The distribution of the rs10761482 polymorphisms met the Hardy-Weinberg equilibrium (HWE) requirements in all four subgroups of subjects considered in this analysis: male cases (p = 0.059), male controls (p = 0.116), female cases (p = 0.956), and female controls (p = 0.855). No statistically significant differences were found in the rs10761482 allele and genotype frequencies between the 630 cases and 535 controls who were successfully genotyped. As shown in Table 1, similar results were found when the analysis was stratified by gender; neither the allele frequency nor the genotype frequency were significantly different between male cases and controls or between female cases and controls.

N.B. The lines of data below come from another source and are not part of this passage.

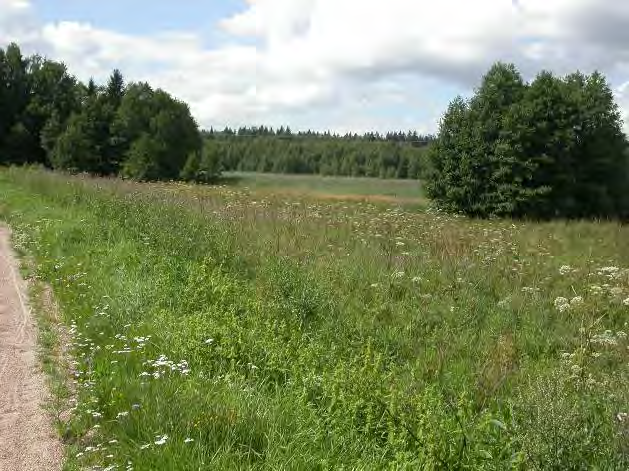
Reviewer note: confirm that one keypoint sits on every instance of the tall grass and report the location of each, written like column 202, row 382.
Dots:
column 216, row 328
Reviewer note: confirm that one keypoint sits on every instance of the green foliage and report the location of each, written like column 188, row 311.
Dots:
column 323, row 334
column 204, row 167
column 395, row 155
column 551, row 148
column 152, row 121
column 48, row 117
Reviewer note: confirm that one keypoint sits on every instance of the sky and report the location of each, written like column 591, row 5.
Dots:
column 340, row 65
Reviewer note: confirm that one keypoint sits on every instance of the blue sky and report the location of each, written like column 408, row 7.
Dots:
column 341, row 65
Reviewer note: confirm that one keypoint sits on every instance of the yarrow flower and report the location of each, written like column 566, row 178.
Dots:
column 562, row 304
column 565, row 269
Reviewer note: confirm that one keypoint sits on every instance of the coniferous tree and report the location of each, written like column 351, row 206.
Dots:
column 551, row 148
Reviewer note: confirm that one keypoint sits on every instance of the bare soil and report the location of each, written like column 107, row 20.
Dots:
column 27, row 438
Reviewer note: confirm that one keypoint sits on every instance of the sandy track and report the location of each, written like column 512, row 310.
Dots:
column 27, row 438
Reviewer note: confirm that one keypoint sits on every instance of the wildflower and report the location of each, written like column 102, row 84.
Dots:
column 576, row 301
column 562, row 304
column 565, row 269
column 616, row 291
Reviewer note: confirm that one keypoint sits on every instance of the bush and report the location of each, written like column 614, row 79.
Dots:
column 553, row 148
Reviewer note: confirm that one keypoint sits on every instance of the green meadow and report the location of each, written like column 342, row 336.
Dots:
column 262, row 324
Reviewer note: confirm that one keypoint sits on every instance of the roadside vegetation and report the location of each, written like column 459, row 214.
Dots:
column 222, row 328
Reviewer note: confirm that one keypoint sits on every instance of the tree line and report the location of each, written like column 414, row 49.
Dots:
column 551, row 148
column 49, row 117
column 262, row 149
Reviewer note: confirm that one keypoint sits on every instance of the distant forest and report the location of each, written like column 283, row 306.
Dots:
column 49, row 117
column 262, row 149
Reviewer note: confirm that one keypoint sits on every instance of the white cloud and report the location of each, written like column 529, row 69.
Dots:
column 292, row 56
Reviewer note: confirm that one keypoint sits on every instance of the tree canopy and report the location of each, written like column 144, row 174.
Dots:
column 550, row 148
column 49, row 117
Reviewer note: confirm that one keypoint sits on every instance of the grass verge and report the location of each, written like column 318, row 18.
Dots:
column 217, row 329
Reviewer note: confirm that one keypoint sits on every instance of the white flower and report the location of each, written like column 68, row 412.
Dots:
column 565, row 269
column 562, row 304
column 576, row 301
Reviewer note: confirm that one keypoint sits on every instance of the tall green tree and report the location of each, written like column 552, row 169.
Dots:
column 551, row 148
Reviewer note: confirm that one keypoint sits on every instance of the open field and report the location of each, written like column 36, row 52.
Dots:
column 225, row 328
column 374, row 189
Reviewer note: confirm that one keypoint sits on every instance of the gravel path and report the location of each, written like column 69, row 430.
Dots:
column 27, row 438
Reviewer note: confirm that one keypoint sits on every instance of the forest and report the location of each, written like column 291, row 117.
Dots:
column 51, row 118
column 394, row 155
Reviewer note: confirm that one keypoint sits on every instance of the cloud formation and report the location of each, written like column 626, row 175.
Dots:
column 289, row 57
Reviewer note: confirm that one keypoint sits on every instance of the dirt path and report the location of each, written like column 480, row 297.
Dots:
column 27, row 438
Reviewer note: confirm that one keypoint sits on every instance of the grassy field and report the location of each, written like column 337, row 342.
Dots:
column 227, row 328
column 349, row 188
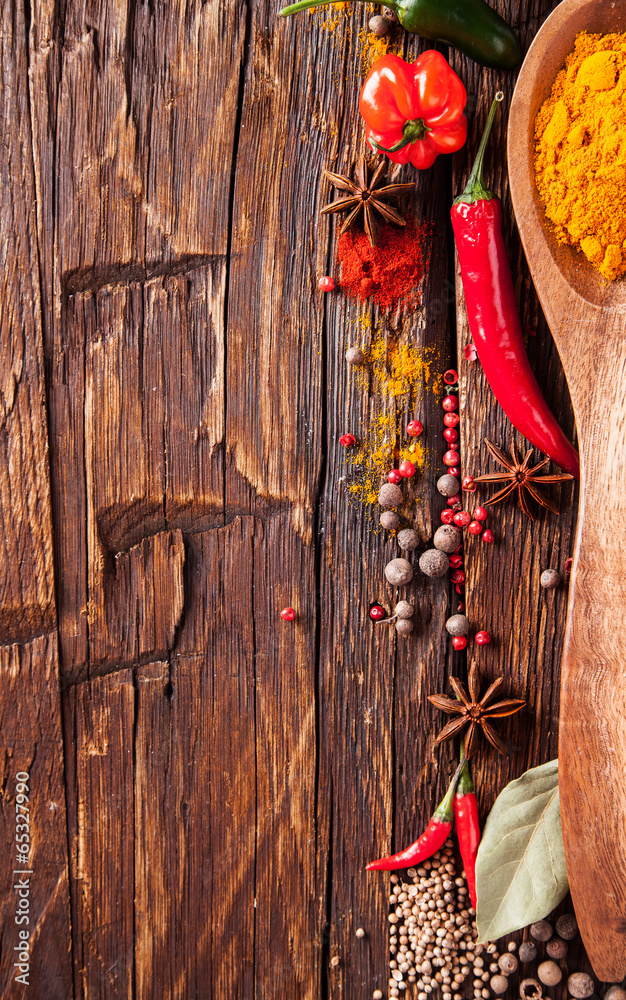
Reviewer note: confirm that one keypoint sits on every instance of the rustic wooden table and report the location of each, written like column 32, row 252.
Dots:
column 207, row 782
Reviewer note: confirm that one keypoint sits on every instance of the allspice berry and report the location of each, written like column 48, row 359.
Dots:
column 499, row 984
column 389, row 495
column 541, row 931
column 379, row 25
column 399, row 572
column 447, row 538
column 434, row 563
column 580, row 985
column 408, row 539
column 615, row 993
column 403, row 610
column 550, row 578
column 527, row 951
column 448, row 486
column 389, row 520
column 556, row 948
column 355, row 356
column 457, row 625
column 530, row 989
column 508, row 963
column 404, row 626
column 567, row 926
column 550, row 974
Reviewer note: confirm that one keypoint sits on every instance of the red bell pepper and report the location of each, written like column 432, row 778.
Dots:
column 414, row 111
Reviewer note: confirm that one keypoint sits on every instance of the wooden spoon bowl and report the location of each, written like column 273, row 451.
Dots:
column 587, row 317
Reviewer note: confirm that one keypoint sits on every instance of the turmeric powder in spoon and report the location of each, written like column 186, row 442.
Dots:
column 580, row 159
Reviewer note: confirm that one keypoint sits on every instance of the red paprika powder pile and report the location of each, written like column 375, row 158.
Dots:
column 392, row 272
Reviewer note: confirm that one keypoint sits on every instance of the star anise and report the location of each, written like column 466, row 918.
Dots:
column 522, row 477
column 473, row 712
column 366, row 196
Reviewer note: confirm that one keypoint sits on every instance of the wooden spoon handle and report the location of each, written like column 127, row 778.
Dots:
column 592, row 733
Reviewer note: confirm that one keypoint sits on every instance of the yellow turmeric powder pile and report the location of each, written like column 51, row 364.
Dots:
column 395, row 376
column 580, row 157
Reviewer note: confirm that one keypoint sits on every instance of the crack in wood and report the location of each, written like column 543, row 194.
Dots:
column 94, row 279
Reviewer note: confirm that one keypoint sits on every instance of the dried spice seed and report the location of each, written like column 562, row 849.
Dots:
column 567, row 926
column 365, row 196
column 520, row 477
column 473, row 712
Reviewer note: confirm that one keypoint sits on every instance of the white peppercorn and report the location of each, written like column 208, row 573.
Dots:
column 527, row 951
column 457, row 625
column 567, row 926
column 541, row 931
column 508, row 964
column 530, row 989
column 550, row 578
column 399, row 572
column 499, row 984
column 404, row 610
column 389, row 495
column 580, row 985
column 408, row 539
column 549, row 973
column 389, row 520
column 447, row 538
column 434, row 563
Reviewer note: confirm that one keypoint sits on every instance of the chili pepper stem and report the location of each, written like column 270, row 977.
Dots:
column 475, row 189
column 444, row 810
column 465, row 784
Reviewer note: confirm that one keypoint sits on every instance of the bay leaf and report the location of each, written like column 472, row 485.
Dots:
column 520, row 868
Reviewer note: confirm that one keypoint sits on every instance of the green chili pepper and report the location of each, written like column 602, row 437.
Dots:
column 469, row 25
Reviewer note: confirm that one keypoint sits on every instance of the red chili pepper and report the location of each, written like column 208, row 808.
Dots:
column 493, row 317
column 414, row 111
column 433, row 837
column 467, row 826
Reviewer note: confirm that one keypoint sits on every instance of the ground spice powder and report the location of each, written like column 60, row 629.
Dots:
column 395, row 375
column 580, row 159
column 391, row 273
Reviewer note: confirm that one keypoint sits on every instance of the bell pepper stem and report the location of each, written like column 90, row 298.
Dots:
column 475, row 189
column 413, row 131
column 294, row 8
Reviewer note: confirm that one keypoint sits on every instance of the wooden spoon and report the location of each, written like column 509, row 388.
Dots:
column 587, row 317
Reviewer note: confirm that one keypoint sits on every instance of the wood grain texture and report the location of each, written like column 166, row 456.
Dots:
column 99, row 717
column 587, row 318
column 228, row 774
column 26, row 566
column 34, row 890
column 31, row 743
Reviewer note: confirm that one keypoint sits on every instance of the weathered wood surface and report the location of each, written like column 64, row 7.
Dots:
column 228, row 775
column 34, row 878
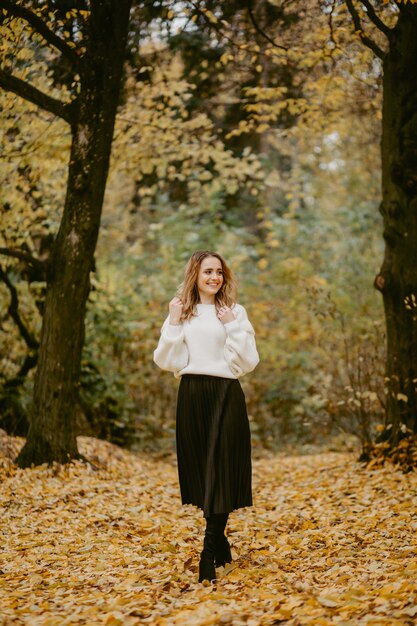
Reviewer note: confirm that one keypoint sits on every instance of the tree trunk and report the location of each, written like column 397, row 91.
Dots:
column 52, row 435
column 398, row 276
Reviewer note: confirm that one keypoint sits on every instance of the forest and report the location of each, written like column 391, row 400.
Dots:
column 281, row 134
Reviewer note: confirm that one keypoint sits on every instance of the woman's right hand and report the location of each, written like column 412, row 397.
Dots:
column 175, row 311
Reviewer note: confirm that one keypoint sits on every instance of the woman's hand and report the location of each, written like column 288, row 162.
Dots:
column 175, row 311
column 225, row 315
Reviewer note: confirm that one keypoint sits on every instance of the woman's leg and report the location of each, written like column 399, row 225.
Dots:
column 216, row 549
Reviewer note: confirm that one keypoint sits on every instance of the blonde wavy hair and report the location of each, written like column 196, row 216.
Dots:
column 188, row 290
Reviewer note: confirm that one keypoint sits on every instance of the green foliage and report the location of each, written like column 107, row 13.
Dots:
column 267, row 154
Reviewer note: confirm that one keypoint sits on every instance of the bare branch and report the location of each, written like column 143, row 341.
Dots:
column 367, row 41
column 259, row 29
column 24, row 256
column 40, row 27
column 13, row 311
column 375, row 19
column 34, row 95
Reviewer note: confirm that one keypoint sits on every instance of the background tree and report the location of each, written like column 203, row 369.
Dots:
column 92, row 42
column 392, row 36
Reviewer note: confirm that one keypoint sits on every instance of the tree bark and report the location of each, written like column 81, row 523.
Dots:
column 398, row 276
column 52, row 432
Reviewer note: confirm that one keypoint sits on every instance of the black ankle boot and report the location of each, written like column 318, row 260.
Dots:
column 206, row 570
column 223, row 554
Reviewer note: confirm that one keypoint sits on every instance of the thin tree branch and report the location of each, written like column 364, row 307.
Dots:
column 375, row 19
column 367, row 41
column 34, row 95
column 24, row 256
column 40, row 27
column 259, row 29
column 13, row 311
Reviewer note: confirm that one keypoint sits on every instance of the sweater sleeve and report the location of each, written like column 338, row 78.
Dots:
column 240, row 348
column 171, row 353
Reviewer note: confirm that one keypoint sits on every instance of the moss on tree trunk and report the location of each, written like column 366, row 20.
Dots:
column 398, row 276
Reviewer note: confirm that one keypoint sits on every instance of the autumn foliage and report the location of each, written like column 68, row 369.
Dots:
column 326, row 543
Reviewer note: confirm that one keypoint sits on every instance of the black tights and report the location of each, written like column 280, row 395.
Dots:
column 215, row 527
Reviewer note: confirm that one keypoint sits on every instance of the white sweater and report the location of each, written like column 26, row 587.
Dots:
column 204, row 345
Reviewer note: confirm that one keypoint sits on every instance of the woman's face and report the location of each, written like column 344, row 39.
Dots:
column 210, row 279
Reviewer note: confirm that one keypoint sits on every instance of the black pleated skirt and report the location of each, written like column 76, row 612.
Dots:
column 213, row 444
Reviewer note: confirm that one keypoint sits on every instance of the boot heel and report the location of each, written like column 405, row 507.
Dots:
column 206, row 570
column 223, row 553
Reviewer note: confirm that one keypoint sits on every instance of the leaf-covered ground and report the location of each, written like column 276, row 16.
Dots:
column 328, row 542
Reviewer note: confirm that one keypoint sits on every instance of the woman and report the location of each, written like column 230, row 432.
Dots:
column 208, row 342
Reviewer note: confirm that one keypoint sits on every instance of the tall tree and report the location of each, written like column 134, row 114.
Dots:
column 91, row 39
column 396, row 45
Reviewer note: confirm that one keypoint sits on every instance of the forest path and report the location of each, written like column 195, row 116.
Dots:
column 328, row 542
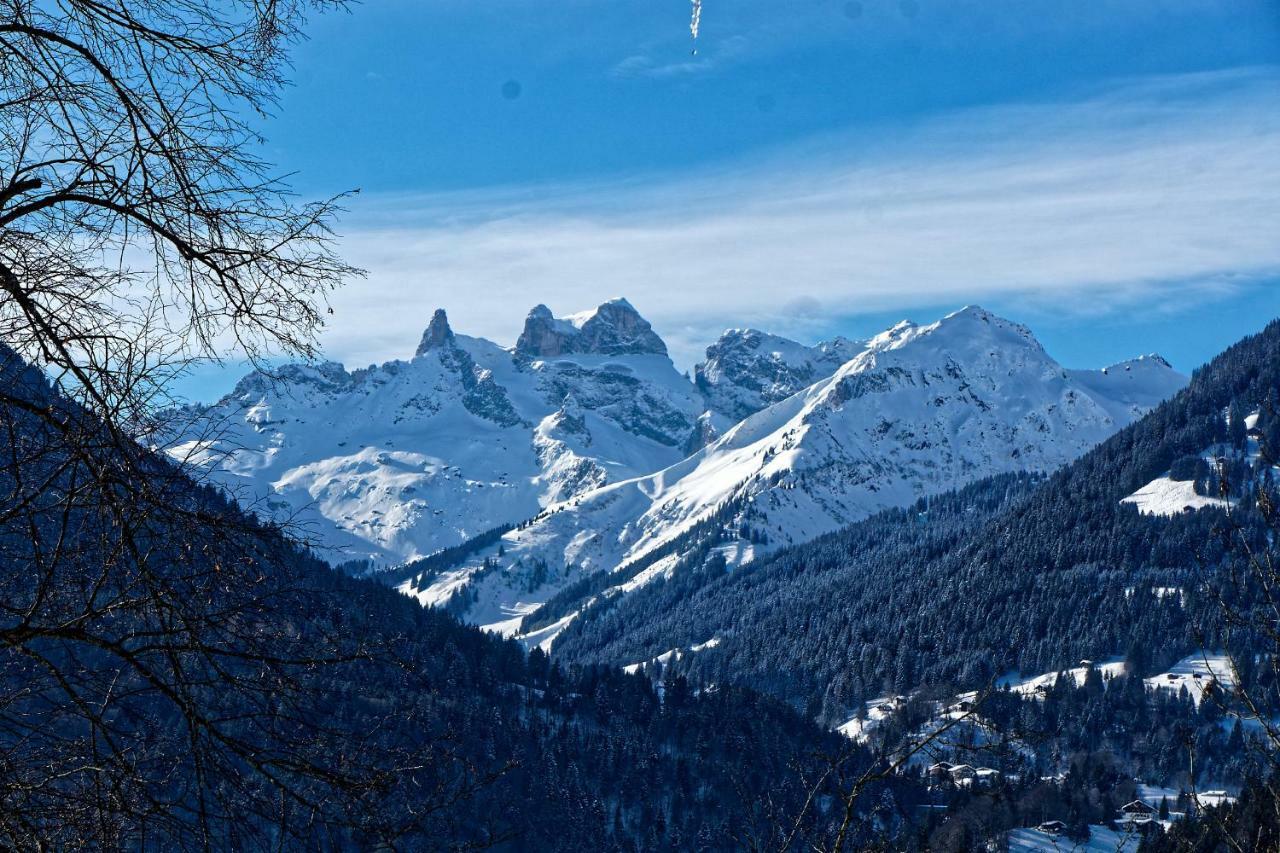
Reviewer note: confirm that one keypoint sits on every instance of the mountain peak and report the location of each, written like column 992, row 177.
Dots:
column 438, row 333
column 613, row 328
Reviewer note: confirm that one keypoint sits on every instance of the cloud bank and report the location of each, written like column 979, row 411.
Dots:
column 1139, row 197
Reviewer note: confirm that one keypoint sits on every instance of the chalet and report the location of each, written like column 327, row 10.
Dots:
column 986, row 776
column 941, row 769
column 1137, row 812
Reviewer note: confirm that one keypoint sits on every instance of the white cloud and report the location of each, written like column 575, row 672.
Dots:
column 1152, row 192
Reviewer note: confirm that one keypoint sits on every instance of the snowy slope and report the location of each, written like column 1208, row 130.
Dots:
column 746, row 369
column 396, row 461
column 917, row 411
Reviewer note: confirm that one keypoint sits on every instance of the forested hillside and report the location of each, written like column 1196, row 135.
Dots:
column 181, row 674
column 1002, row 575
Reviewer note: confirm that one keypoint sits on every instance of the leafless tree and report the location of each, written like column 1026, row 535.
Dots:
column 163, row 657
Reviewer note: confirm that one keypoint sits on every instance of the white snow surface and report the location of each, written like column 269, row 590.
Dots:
column 1196, row 673
column 1101, row 840
column 608, row 454
column 918, row 411
column 1168, row 497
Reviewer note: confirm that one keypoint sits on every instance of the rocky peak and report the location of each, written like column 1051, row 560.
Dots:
column 613, row 328
column 438, row 333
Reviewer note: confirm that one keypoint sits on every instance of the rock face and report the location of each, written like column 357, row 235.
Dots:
column 438, row 333
column 746, row 369
column 588, row 437
column 613, row 328
column 403, row 459
column 919, row 410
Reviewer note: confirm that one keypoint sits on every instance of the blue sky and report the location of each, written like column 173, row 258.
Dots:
column 1107, row 172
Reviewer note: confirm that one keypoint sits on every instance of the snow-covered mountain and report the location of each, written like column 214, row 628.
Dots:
column 918, row 410
column 396, row 461
column 746, row 369
column 588, row 437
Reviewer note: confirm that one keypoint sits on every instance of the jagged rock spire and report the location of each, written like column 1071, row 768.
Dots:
column 438, row 333
column 613, row 328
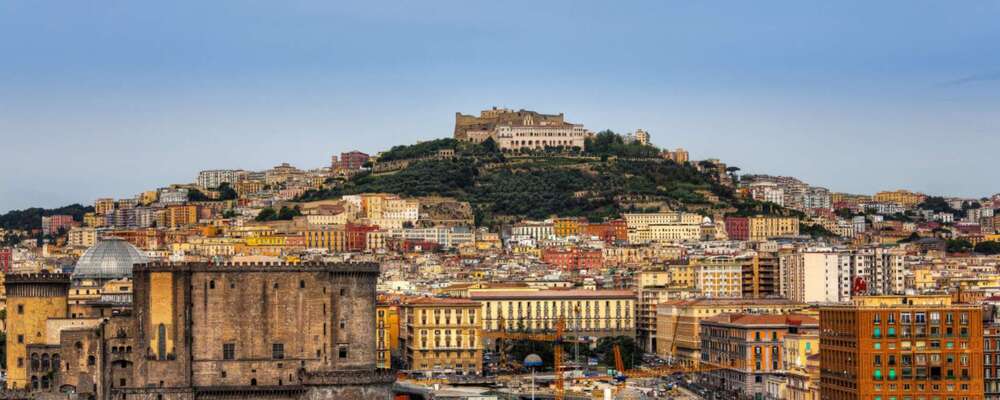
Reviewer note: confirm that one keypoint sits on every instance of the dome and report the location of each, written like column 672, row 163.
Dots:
column 108, row 259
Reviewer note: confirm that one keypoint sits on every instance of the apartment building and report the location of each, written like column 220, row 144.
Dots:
column 678, row 322
column 747, row 350
column 442, row 335
column 903, row 347
column 586, row 313
column 663, row 227
column 718, row 277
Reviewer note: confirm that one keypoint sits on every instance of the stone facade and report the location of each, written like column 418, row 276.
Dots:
column 255, row 331
column 31, row 300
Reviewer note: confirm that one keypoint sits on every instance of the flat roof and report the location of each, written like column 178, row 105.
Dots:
column 553, row 294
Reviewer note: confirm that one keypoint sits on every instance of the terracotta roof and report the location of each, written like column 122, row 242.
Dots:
column 727, row 302
column 439, row 301
column 554, row 294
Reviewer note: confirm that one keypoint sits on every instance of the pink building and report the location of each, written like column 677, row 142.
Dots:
column 350, row 161
column 52, row 225
column 6, row 254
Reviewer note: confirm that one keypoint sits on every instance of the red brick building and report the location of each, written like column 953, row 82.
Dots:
column 6, row 254
column 738, row 228
column 573, row 258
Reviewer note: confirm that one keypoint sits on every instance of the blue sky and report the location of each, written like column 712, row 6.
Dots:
column 112, row 98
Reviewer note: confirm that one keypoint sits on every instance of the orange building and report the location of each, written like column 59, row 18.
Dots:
column 901, row 347
column 181, row 216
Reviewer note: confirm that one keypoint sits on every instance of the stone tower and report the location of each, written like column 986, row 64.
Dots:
column 31, row 300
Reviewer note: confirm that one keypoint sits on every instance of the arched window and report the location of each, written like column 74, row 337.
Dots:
column 161, row 342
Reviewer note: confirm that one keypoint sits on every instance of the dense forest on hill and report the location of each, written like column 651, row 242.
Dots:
column 603, row 181
column 31, row 218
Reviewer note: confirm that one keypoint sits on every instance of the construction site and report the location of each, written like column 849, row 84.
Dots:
column 559, row 372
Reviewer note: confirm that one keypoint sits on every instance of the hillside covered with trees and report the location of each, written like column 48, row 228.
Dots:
column 608, row 178
column 31, row 218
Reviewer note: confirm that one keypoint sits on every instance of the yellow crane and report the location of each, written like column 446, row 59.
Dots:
column 555, row 338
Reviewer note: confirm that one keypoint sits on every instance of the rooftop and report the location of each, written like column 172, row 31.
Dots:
column 740, row 319
column 554, row 294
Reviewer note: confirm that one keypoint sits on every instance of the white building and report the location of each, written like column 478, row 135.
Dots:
column 815, row 276
column 211, row 179
column 534, row 230
column 540, row 136
column 768, row 191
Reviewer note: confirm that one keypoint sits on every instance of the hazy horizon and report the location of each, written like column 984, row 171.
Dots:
column 108, row 100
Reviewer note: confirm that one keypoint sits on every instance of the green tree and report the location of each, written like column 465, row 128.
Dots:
column 988, row 247
column 197, row 195
column 267, row 214
column 226, row 192
column 958, row 245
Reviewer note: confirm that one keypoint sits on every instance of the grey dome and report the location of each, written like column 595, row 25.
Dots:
column 108, row 259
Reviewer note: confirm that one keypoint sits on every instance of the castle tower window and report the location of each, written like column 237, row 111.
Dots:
column 278, row 351
column 161, row 342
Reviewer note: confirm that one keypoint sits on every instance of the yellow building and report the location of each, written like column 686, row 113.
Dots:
column 442, row 336
column 104, row 206
column 246, row 187
column 181, row 216
column 763, row 228
column 93, row 220
column 664, row 226
column 902, row 197
column 31, row 300
column 386, row 334
column 718, row 277
column 588, row 313
column 567, row 227
column 330, row 237
column 149, row 197
column 678, row 322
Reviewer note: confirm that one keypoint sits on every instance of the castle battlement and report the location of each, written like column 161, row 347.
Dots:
column 38, row 278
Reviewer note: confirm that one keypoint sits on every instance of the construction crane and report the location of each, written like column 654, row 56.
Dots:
column 555, row 338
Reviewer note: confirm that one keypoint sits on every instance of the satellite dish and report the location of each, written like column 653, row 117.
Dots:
column 533, row 360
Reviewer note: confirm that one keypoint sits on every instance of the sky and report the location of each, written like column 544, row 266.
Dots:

Separate comparison of the results of the 381 males with schizophrenia who were successfully genotyped and the 249 females with schizophrenia who were successfully genotyped found no significant difference by gender in the allele frequency (OR = 1.01, Cl = 0.77~1.33, p = 0.942) or in the genotype frequency ([chi square] = 1.52, p = 0.468).

3.2 Association between the onset age and the ANK3 gene rs10761482 polymorphism

As shown in Table 2, there were no differences in either the genotype or the allele frequencies of the ANK3 rs10761482 polymorphism between the 131 individuals with adolescent-onset schizophrenia and the 499 individuals with adult-onset schizophrenia who successfully completed the genotyping. Stratified analysis revealed similar results by gender: the frequencies of alleles and genotypes between male adolescent-onset and adult-onset patients with schizophrenia were not significantly different, and the frequencies of alleles and genotypes between female adolescent-onset and adult-onset patients were also not significantly different.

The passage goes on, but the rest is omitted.